In a letter to University of South Carolina President Michael Amiridis Monday, FFRF staff attorney Christopher Line cited the remarks as an example of “Staley’s ongoing promotion of her personal religious beliefs and her denigration of non-Christians through the women’s basketball program.”

“Current and future non-Christian and nonreligious players should feel welcome and respected as part of the women’s basketball team, not be told by their coach that they are on a team that is representing Jesus and that ‘if you don’t believe in God, something is wrong with you,'” wrote Line.

The line called on the university to “take action to protect its student-athletes and to ensure that Staley understands that she has been hired as a basketball coach and not a pastor.”

The attorney recommends the school’s leadership inform Staley of “her constitutional duties under the Establishment Clause” of the First Amendment to the U.S. Constitution and remind her that she “may not promote religion in her capacity as head coach.”

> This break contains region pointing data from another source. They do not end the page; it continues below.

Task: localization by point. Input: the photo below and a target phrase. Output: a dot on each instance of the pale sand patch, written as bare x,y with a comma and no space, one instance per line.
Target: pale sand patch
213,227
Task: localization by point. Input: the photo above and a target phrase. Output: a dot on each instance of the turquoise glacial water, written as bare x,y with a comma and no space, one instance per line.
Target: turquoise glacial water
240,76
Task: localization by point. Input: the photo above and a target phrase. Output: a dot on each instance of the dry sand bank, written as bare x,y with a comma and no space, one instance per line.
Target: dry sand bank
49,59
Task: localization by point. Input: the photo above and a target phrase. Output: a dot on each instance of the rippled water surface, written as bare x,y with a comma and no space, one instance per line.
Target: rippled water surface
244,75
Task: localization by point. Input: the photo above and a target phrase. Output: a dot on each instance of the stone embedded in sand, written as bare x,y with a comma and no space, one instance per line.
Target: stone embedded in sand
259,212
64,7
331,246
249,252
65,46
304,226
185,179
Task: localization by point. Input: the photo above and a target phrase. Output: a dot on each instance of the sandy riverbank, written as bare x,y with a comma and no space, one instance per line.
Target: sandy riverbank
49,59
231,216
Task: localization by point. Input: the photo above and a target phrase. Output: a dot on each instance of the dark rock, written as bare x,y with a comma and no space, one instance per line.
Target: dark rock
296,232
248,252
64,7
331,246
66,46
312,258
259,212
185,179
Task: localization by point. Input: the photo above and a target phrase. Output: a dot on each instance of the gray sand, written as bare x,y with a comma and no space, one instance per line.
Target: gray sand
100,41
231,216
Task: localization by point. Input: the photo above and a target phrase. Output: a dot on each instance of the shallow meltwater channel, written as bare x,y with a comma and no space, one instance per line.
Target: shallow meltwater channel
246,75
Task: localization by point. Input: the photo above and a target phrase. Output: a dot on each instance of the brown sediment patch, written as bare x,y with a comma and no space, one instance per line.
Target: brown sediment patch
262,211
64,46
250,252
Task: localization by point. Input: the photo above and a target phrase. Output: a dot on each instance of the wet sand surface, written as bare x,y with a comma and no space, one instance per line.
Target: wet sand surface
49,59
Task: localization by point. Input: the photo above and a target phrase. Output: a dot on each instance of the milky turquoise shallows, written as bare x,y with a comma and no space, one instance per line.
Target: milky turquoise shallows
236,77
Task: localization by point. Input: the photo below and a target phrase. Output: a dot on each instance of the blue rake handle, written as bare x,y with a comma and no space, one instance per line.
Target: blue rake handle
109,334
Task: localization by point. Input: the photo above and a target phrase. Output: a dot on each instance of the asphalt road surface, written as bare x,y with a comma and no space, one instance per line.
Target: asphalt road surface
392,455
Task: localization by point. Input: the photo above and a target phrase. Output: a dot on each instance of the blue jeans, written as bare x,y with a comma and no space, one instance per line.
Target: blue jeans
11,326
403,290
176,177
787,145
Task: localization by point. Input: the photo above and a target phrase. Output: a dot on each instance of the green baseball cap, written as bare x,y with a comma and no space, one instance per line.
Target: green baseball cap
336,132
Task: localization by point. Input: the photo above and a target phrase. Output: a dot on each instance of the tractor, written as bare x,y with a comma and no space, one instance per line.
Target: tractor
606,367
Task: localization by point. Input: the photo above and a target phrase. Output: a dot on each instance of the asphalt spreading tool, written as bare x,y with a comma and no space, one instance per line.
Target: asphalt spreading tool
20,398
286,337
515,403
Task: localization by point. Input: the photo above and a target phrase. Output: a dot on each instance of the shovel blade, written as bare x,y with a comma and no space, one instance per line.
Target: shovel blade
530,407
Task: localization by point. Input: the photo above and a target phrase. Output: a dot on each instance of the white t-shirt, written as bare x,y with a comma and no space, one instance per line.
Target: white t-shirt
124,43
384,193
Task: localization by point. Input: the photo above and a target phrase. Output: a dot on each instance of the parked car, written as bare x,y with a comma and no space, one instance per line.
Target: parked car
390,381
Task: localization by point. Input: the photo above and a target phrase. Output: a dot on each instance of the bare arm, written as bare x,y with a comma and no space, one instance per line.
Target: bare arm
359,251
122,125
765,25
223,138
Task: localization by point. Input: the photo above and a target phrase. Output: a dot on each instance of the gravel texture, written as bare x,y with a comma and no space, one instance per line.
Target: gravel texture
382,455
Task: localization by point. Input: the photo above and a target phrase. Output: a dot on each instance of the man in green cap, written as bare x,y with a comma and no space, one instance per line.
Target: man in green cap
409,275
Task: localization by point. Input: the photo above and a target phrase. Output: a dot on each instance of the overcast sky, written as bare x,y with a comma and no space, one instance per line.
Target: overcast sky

Additionally, Line requested “notification in writing of the actions the University is taking to ensure that Staley will not continue to proselytize to her players.”

In a statement, FFRF Co-President Annie Laurie Gaylor insisted that “Coach Staley is coercing her students to adopt religion even beyond the ‘pray to play’ notion,” adding, “Her insults to all those who don’t believe in her particular religion cannot be countenanced by a public university.”

In separate remarks delivered after her team’s 70-58 victory over Oregon State in an “Elite Eight” matchup, Staley described it as “pretty cool” that her team’s athletic achievement took place on Easter Sunday, the holiest day on the Christian calendar.

At the same time, she stressed that “we just don’t celebrate on the victories.”

“Last year, I thank God for even the loss,” she asserted. “I don’t want to be one-sided … and to give Him the glory … is only befitting for wins.”